大半は圧死とされる中にあって。呑まず食わずの五日間、耐え忍びて救出されるは九十歳の女性。それも身動きままならぬ状態とは。運も然ることながら侮れぬ潜在的なヒトの生命力。

未だ寒空の下、一刻も早く現地に、と申しても純粋な動機だけとは限らず。かたや遠く離れた地にあって、折角の慶事に祝意が憚られがちな風潮は何とも。

その労は寸分も惜しまぬまでも、そこに私心はないか、と問われれば。いや、それをいうなら一事が万事、職業が背負いし宿命で。上の指示にて立つ駅頭の募金に多くの善意が寄せられ。

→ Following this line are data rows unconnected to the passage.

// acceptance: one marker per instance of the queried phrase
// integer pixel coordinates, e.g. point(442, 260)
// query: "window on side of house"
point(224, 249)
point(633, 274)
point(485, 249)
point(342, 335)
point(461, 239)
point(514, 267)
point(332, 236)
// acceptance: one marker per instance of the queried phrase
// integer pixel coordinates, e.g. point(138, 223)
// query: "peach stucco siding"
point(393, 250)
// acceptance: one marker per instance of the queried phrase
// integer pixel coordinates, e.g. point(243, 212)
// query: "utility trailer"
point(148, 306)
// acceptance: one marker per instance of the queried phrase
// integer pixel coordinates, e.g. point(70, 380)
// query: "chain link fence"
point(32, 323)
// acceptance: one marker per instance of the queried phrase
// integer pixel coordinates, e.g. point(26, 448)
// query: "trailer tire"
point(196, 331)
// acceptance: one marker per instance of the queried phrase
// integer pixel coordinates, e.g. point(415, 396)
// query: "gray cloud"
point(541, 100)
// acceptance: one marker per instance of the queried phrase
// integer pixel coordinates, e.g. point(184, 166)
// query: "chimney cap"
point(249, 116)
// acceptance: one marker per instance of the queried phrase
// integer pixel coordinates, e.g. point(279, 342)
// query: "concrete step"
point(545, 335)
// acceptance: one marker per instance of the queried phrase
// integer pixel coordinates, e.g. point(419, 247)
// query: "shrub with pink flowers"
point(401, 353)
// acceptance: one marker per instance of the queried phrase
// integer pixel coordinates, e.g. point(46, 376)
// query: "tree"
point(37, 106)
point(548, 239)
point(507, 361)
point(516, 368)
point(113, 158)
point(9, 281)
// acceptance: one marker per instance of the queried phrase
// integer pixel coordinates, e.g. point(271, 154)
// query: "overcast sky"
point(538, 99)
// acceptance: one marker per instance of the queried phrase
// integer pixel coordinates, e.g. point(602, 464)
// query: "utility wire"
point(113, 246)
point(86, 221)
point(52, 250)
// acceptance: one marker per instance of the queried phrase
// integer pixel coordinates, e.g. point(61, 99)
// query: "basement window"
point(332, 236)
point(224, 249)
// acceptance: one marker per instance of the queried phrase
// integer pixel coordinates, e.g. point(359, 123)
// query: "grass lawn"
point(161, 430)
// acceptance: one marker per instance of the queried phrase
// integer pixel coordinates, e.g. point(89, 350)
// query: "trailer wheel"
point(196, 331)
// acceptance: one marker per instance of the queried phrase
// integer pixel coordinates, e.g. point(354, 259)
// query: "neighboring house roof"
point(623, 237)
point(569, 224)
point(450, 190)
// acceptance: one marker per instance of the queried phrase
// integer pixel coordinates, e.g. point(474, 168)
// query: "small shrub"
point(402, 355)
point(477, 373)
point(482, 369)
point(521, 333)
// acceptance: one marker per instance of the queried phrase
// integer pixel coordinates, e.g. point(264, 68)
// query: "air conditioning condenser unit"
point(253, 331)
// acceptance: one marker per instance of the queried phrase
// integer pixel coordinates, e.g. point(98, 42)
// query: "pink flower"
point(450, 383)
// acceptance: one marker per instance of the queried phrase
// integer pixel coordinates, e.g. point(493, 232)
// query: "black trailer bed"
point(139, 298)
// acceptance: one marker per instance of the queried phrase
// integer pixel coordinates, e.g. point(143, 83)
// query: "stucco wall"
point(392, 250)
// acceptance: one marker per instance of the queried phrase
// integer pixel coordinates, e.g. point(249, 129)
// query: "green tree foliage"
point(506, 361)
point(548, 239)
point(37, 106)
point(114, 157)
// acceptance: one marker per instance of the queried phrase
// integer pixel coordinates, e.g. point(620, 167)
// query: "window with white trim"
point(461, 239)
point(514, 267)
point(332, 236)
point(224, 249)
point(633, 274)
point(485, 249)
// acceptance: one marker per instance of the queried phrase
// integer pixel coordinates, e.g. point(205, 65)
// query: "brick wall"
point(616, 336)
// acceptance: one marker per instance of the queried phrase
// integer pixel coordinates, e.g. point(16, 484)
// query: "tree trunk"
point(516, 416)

遭遇するは昨年の選挙を手伝ってくれた音大生。

この三月の卒業も未だ見つからぬ就職先。被災地の前にまずは自らの生活を、と告げるも。困っている人を助けたいとの善意は貴き価値観なれど、過ぎたるは及ばざるが如し。そんな時は理よりも情が勝りがちなだけに。前のめりにならぬよう。

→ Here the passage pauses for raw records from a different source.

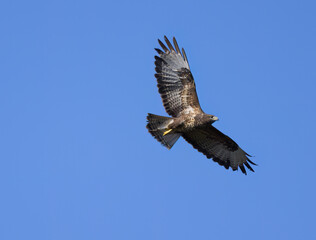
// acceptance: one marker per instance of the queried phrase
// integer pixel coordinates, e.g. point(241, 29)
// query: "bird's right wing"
point(175, 81)
point(221, 148)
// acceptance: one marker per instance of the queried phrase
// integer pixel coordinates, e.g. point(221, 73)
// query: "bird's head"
point(213, 118)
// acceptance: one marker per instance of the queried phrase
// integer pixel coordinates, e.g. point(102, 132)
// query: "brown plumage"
point(177, 90)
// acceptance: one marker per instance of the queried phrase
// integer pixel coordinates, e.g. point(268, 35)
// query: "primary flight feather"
point(177, 90)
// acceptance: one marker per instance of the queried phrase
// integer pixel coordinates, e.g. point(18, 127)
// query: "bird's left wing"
point(175, 81)
point(221, 148)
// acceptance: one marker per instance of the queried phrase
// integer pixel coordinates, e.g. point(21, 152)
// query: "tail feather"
point(157, 126)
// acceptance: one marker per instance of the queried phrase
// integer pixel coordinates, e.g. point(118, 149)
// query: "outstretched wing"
point(175, 81)
point(221, 148)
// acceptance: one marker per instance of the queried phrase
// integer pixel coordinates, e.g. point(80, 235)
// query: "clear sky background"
point(77, 81)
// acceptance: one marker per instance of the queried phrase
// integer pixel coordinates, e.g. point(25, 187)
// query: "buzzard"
point(177, 90)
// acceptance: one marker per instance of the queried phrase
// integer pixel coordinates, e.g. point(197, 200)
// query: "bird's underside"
point(177, 89)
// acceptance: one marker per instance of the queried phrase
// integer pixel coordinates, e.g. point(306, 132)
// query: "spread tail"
point(157, 126)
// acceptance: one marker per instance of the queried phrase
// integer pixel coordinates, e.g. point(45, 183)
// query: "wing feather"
point(221, 148)
point(175, 81)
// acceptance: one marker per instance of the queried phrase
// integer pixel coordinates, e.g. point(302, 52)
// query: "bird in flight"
point(177, 90)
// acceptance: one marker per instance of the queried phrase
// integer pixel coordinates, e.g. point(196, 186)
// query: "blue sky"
point(77, 81)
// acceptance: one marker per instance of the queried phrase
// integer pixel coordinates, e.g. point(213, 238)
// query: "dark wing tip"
point(252, 162)
point(249, 167)
point(169, 44)
point(176, 45)
point(163, 46)
point(242, 168)
point(159, 51)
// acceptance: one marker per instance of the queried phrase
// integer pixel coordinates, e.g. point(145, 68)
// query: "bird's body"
point(177, 89)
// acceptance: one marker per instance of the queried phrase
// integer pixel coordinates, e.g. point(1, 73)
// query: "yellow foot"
point(166, 132)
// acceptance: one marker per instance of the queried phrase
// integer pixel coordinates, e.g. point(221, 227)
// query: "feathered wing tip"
point(156, 127)
point(242, 168)
point(171, 49)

そう、正月といえば。餅が入るが御当地流。小さな角餅が上に。七草粥がふるまわれ。それに併せて地元の囃子やコーラスによる童謡が花を添え。今年は暦にも恵まれてか、親子連れも目立ち。あさお古風七草粥の会を支えるは有志の皆様にて。

日頃の活動の成果か、賓客が如き厚遇ぶりに通される奥の間にて拝聴する村長の苦悩。寄る年波に抗えず不足する担い手との構図はどこも同じ。新たな人材を探さんとするに、日当は兎も角も、弁当代に交通費すら当人の負担とされるはさすがに。長である以上、目に見えぬ出費とて惜しむものにはないが、そんな事情は「彼ら」に通じとるのだろうか、と。

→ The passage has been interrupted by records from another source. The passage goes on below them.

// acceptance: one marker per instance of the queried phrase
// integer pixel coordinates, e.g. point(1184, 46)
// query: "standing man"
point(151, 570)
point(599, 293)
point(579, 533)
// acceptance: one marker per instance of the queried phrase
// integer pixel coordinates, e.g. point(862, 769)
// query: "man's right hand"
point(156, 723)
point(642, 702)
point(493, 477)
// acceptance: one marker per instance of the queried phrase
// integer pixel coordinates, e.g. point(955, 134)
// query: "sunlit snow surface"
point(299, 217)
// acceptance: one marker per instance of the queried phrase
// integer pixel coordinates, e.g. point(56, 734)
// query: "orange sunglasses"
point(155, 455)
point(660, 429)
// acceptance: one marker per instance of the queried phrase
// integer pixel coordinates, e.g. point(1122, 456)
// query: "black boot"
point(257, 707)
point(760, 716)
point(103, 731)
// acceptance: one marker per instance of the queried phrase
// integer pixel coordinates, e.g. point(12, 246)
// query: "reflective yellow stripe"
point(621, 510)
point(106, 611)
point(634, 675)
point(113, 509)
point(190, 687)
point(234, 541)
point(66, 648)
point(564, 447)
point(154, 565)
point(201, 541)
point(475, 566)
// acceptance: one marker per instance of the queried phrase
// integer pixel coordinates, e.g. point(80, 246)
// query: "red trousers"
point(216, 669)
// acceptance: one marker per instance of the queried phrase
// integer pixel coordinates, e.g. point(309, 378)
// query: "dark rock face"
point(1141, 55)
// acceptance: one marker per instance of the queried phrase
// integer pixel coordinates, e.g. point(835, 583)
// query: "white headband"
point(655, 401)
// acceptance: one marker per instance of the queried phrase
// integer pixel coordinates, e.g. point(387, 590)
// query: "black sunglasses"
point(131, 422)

災害時とて然り。そもそもにこれだけの人口を抱えとるばかりか、転出入の多き本市にあって互助は欠かせず。区民同士の交流を育まんとの狙いから生まれる行事は少なからず。されど、それすらも本当に行政が主体となってやるべきことか云々と。「交流」の成果や目に見えぬものにて劣勢に立たされる行政側。

いっそ余計な仕事は手放すに限る、とばかり。そんな力学も働いてか、昨今なんぞは他との「共」催もしくは実行委員会なるものを別途。主催にあらねば意識とて。拠出の妥当性が問われる中にあって、今やペットボトルの茶の一本すらも無駄な支出とばかり。いや、彼らとて別にそれを目的に来るものになく。まぁどうぞ、と手渡されるに手つかずのままのものとて。そう、つまりは気遣いの話。

肝心なことは、彼らは頼まれて応じたのであって、自ら志願したものにあらず。民生委員然り、あくまでも本来は役所が担うべき役割を彼らが代行しているとの認識に立たねば。茶代を惜しむ代償や小さからず。日当を払わずといかに意欲的に働いて貰うか、に考え巡らせれば、そんな結論にはならないはずで。